Previous reports have also suggested a functional interaction between MYC and HSF1, including loss of HSF1 prevents hepatocellularcarcinogenesis (HCC) in a MYC-driven mouse model of HCC. Cigliano, et al., Oncotarget 2017; 8:90638-50. While the molecular interactions between MYC and HSF1 were not clear from this study, it does indicate MYC being dependent on HSF1 to act as an oncogenic driver. Some further indications of the molecular interactions between MYC and HSF1 were detailed in a recent report that suggests HSF1 potentiates MYC transcriptional activity independent of HSF1-driven expression of chaperones. Xu, et al., bioRxiv 2022:2022.02.22.481519. This distinction is crucial because a major regulation point for MYC is protein stability with a very short half-life that could be impacted by chaperone-mediated MYC stability.
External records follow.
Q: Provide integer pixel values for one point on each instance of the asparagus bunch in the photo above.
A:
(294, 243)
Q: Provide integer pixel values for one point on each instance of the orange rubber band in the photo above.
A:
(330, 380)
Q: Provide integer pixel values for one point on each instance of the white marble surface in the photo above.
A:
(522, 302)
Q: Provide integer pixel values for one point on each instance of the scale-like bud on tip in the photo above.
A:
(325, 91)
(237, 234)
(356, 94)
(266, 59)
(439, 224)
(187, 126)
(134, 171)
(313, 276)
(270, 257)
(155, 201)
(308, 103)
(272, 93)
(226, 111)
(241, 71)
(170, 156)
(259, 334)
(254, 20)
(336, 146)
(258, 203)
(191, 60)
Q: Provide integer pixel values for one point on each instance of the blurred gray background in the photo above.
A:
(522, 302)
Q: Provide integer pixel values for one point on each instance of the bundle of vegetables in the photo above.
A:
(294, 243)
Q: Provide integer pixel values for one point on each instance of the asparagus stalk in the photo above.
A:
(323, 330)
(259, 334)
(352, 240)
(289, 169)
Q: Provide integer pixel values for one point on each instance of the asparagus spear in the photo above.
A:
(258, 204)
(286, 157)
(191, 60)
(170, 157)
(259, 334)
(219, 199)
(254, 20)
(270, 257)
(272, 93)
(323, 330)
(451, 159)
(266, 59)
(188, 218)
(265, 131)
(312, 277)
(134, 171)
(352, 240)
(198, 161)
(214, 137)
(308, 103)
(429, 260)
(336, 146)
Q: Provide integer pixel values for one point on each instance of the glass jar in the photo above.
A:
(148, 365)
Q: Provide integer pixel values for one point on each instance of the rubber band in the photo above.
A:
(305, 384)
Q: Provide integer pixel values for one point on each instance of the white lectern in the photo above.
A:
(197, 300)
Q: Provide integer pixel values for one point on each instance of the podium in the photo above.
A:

Interestingly, report by Xu, et al. indicated that transcription-deficient HSF1 can still potentiate MYC transcriptional activity indicating HSF1 interaction with MYC is driving the transcription of MYC. While this recent report was not studied in the context of cancer, the current results support that MYC and HSF1 also form a protein complex in ovarian cancer cells. Distinct from the non-cancer setting, the Xu et al. results indicate HSF1 may also be critical for maintaining MYC expression at the transcript level. We found that a loss of HSF 1significantly reduced MYC levels in dual-amplified ovarian cancer cells while loss of MYC did not impact HSF1 expression or function. Additionally, these two transcription factors were observed to form a complex, suggesting they are functionally cooperating.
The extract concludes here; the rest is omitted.